Le Vieux Général avait quelques principes dont celui-ci, essentiel. La France fait le poids. Il avait raison. On l’a bien vu, trente ans après sa mort, quand les U.S.A. ont lancé avec une grosse poignée de milliards leur plan génétique afin de décrypter le génome humain et de breveter la médecine génétique. L’objectif américain était à cinq ans. Un an plus tard Axel Kahn et son équipe du Généthon publiait son balisage et coupait l’herbe sous le pied des étatsuniens. Alors, qui c’est le meilleur ?

La France fait le poids. Chaque fois que je lis les commentaires dépressifs sur mon pays, j’ai des envies sauvages. Dénigrer la France, c’est ce que savaient le mieux faire Laval et ses copains dont les suiveurs encombrent journaux et réseaux sociaux de leurs pathétiques commentaires, occultant les vraies nouvelles : à la naissance de Spot Image, la résolution des images était le double de celles de Landsat que les américanolâtres portaient aux nues. La voie était ouverte pour l’industrie spatiale européenne et on pouvait imaginer Galileo, bien supérieur au GPS.

Le patrimoine industriel et scientifique appartient à la Nation et il est désormais géré par les puissances d’argent auxquelles tout est concédé, même notre système de protection sociale.

Personne ne dit qu’un gestionnaire est simplement un enfoiré de cost-killer, un mec grassement payé pour débarrasser les entreprises de leur capital humain car les actionnaires détestent l’humain. Il est préférable d’avoir des milliers de gens à Pôle-Emploi où la collectivité les paye. Après quoi on pleure sur les finances de la collectivité.

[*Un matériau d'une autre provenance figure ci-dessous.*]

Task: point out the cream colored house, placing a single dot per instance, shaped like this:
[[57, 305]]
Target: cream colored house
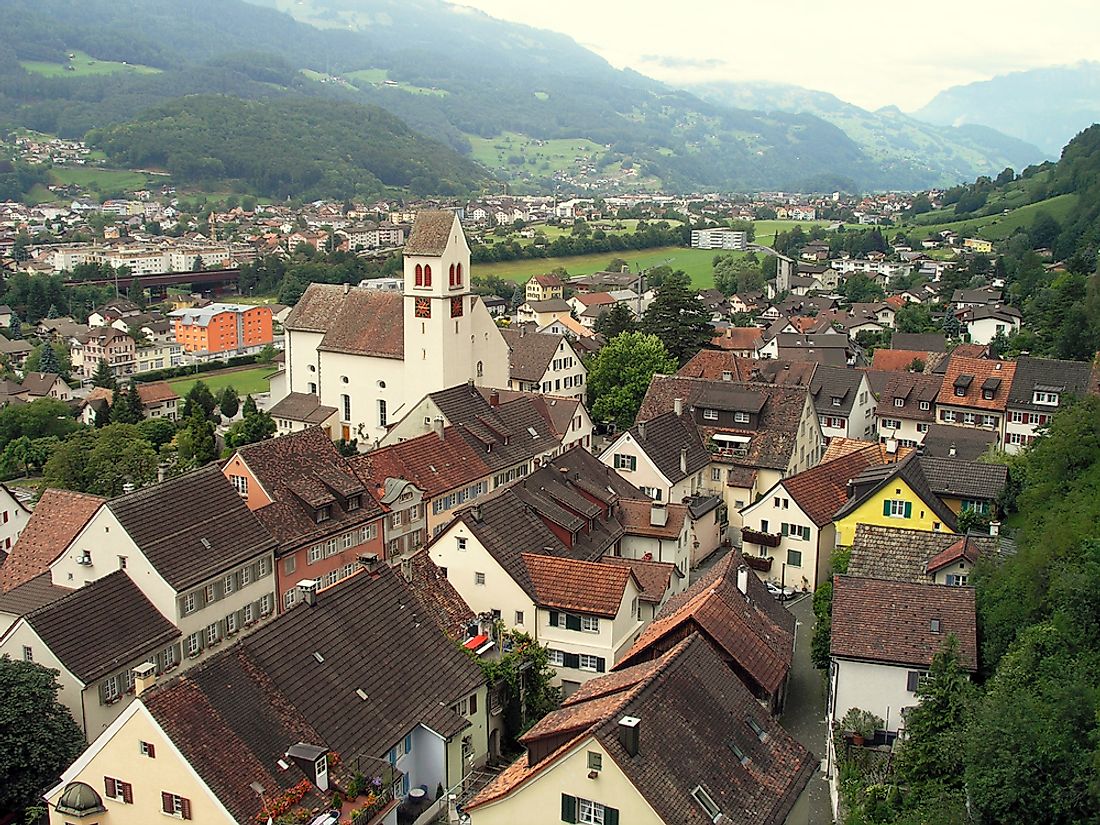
[[372, 354]]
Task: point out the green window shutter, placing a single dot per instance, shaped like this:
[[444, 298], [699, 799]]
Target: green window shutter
[[568, 807]]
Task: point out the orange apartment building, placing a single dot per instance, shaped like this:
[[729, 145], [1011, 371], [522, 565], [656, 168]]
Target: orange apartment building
[[222, 328]]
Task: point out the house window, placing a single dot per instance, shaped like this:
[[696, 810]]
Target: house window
[[626, 462]]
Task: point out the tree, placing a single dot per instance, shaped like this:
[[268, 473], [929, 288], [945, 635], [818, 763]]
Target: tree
[[617, 319], [620, 373], [39, 737], [229, 403], [678, 318], [103, 375]]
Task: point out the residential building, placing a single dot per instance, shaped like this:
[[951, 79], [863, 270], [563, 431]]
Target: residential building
[[309, 498], [292, 694], [844, 402], [663, 457], [788, 535], [630, 730], [1040, 387], [975, 394], [541, 363], [884, 636], [374, 354], [729, 607], [906, 407], [221, 329]]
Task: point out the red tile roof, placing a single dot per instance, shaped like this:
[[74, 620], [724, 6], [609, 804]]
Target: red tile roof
[[58, 517], [892, 623]]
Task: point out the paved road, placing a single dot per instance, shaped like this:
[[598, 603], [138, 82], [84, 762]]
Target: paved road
[[804, 716]]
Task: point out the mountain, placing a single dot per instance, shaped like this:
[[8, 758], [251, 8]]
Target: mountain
[[911, 153], [1045, 107]]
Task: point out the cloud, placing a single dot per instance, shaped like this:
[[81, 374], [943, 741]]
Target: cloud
[[670, 62]]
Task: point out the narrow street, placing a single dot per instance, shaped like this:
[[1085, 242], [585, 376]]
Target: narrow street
[[804, 716]]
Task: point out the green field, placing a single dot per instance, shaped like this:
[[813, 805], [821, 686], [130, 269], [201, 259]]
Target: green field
[[696, 263], [84, 65], [245, 382]]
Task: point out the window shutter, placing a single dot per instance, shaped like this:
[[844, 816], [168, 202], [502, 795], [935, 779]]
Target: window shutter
[[568, 807]]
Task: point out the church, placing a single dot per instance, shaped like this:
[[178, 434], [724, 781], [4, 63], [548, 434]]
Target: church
[[372, 354]]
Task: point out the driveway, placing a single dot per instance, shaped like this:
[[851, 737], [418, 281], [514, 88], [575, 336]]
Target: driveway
[[804, 716]]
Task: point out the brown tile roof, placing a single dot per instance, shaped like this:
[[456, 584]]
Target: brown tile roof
[[688, 705], [431, 230], [303, 407], [751, 630], [101, 627], [902, 554], [55, 521], [193, 527], [585, 586], [156, 392], [305, 466], [974, 375], [887, 622], [655, 576], [635, 515]]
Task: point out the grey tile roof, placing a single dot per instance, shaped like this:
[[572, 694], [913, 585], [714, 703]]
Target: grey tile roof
[[193, 527], [102, 626]]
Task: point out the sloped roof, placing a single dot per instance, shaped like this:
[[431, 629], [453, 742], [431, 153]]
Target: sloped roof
[[431, 230], [891, 623], [58, 517], [102, 626], [688, 706], [584, 586], [193, 527]]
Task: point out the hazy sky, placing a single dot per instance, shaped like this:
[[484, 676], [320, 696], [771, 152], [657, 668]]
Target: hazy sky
[[860, 51]]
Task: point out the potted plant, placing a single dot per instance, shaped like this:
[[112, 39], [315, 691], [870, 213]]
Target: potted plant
[[861, 725]]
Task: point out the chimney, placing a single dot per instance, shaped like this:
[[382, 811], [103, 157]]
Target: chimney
[[308, 590], [743, 579], [629, 729], [144, 678], [658, 515]]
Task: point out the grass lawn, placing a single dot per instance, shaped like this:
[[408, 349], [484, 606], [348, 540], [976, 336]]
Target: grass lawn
[[85, 65], [245, 382], [696, 263]]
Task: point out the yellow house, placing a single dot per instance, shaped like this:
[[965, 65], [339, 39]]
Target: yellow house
[[597, 759], [892, 495]]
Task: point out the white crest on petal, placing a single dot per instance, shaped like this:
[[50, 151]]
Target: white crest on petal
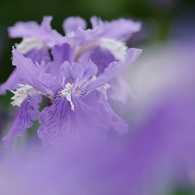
[[67, 91], [117, 48], [21, 94], [28, 44]]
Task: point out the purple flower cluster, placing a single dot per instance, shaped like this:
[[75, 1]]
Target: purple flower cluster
[[78, 73]]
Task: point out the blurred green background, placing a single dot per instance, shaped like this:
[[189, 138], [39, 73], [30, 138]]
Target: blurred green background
[[160, 18]]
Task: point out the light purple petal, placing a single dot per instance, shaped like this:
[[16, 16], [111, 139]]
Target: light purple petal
[[102, 58], [71, 24], [42, 32], [27, 114], [60, 54], [33, 75], [88, 123], [115, 69], [120, 29], [11, 83]]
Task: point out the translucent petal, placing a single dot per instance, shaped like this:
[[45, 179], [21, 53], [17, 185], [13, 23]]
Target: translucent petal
[[26, 115], [88, 123]]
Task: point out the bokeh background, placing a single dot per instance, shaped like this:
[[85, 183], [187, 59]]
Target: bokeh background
[[162, 21]]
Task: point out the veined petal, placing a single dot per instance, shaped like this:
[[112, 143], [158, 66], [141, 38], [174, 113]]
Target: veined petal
[[60, 53], [26, 115], [114, 69], [102, 58], [11, 83], [42, 32], [33, 75], [60, 125]]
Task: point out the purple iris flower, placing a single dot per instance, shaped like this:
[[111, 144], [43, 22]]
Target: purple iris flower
[[79, 109], [102, 44]]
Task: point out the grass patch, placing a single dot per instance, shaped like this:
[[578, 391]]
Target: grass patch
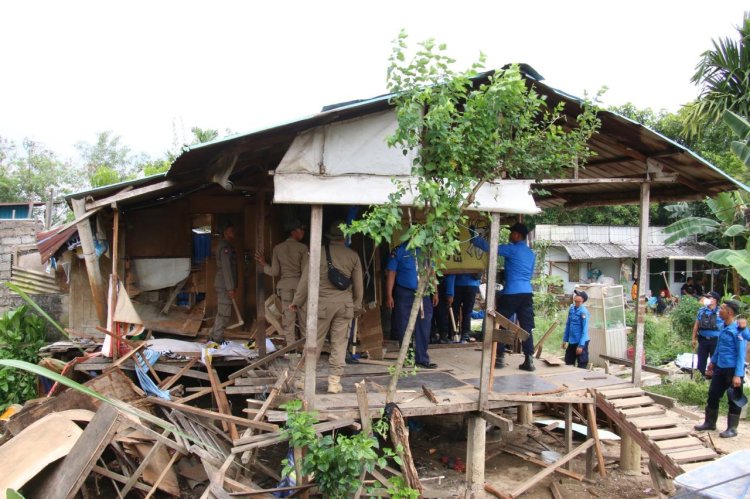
[[690, 392]]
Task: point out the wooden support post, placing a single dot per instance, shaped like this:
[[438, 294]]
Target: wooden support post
[[96, 281], [260, 290], [486, 374], [475, 456], [525, 414], [630, 455], [640, 314], [313, 289]]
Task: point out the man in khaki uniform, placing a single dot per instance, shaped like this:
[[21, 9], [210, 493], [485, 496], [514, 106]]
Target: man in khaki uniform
[[336, 307], [225, 282], [287, 260]]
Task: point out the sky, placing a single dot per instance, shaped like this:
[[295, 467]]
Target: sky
[[148, 71]]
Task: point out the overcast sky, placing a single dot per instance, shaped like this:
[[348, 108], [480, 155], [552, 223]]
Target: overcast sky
[[150, 70]]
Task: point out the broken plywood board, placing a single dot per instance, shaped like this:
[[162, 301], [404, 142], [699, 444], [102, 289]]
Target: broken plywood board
[[39, 444]]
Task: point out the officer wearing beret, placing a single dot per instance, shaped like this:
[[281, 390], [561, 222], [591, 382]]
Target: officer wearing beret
[[726, 370], [401, 284], [576, 336], [225, 281], [287, 261]]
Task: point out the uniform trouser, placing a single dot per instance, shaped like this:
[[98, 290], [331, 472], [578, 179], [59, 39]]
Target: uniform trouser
[[463, 302], [223, 313], [403, 299], [706, 349], [522, 305], [289, 318], [336, 319], [571, 356], [720, 383]]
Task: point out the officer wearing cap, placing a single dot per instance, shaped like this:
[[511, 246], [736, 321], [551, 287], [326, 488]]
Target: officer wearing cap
[[401, 284], [726, 370], [706, 329], [287, 260], [336, 307], [517, 297], [225, 281], [576, 336]]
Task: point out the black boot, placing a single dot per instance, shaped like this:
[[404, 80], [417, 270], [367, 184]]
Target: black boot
[[528, 364], [733, 420], [500, 359], [710, 422]]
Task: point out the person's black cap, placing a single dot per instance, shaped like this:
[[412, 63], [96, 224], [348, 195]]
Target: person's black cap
[[520, 228], [734, 305], [713, 294]]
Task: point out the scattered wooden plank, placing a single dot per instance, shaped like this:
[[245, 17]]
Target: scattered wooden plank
[[67, 479], [679, 443], [666, 433], [691, 456], [631, 402], [648, 423], [259, 425]]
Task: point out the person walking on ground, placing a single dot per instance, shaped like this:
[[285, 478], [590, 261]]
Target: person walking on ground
[[706, 329], [726, 369], [401, 284], [576, 336], [336, 306], [287, 260], [225, 281], [461, 294], [517, 297]]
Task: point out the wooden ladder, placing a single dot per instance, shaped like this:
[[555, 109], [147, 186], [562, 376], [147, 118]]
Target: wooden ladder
[[664, 437]]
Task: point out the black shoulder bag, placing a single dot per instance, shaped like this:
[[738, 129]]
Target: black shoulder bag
[[339, 280]]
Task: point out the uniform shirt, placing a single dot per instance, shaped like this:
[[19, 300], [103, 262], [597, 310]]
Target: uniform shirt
[[453, 280], [519, 264], [287, 261], [730, 350], [226, 266], [347, 261], [709, 333], [577, 326], [404, 263]]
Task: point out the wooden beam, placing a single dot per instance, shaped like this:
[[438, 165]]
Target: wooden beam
[[129, 193], [313, 292], [96, 281]]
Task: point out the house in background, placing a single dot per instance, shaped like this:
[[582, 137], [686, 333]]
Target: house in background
[[590, 253]]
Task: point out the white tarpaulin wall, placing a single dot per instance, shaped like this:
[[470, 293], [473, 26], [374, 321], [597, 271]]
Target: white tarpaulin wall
[[349, 162]]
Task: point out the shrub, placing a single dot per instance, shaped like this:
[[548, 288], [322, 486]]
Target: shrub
[[21, 336]]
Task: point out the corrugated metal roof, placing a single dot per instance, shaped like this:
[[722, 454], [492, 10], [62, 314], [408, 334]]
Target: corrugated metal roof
[[599, 251]]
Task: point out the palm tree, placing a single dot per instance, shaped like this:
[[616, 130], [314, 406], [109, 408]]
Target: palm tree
[[723, 74]]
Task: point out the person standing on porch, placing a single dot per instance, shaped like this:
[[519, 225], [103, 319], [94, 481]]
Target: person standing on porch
[[287, 260], [225, 281], [576, 335], [518, 295], [726, 370], [336, 307], [706, 329], [401, 285]]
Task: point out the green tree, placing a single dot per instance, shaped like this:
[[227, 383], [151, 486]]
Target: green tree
[[465, 131], [723, 73]]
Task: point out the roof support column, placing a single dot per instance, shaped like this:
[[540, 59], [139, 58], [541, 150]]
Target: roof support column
[[640, 313], [313, 291], [96, 281]]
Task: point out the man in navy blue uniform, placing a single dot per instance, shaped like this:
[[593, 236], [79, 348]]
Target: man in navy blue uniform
[[461, 293], [706, 329], [726, 369], [517, 296], [576, 335], [401, 284]]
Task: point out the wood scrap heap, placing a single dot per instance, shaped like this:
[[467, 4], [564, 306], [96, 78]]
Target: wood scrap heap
[[125, 442]]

Le gestionnaire pose comme préalable : qu’est ce qui est bon pour l’entreprise quand l’administrateur se demande : qu’est ce qui est bon pour la Nation ? On a des exemples. Régulièrement, un benêt suggère qu’il faudrait disposer d’un second porte-avions. Riche idée. Mais, l’industrie sidérurgique ayant été vendue qui fournira l’acier nécessaire ? Le gestionnaire affirmera qu’on achètera sur le marché mondial affirmant du même coup que l’acier n’est plus stratégique. On verra bien. Mais le risque est lourd pour ça mais aussi pour nos sous-marins et nos TGV. Le gestionnaire aura trouvé un job ailleurs.

Le système communicant est bien réglé. Tout d’abord, nier l’homme. C’est plus facile en trouvant un épouvantail. En ce moment, c’est la reconnaissance faciale en Chine. Comme si la reconnaissance faciale était plus grave que les plans sociaux qui fauchent l’emploi comme blé en juillet. Le patronat respecte l’homme que les Chinois oppressent. On a le droit d’y croire.

Ensuite, nier la Nation. Marine sert à ça. Elle est caricaturale dans son rôle d’épouvantail à bobos, portant sur les épaules le poids d’une généalogie qui intègre le poujadisme avec le vichysme. Pire, elle déborde son territoire et infecte tous les souverainismes.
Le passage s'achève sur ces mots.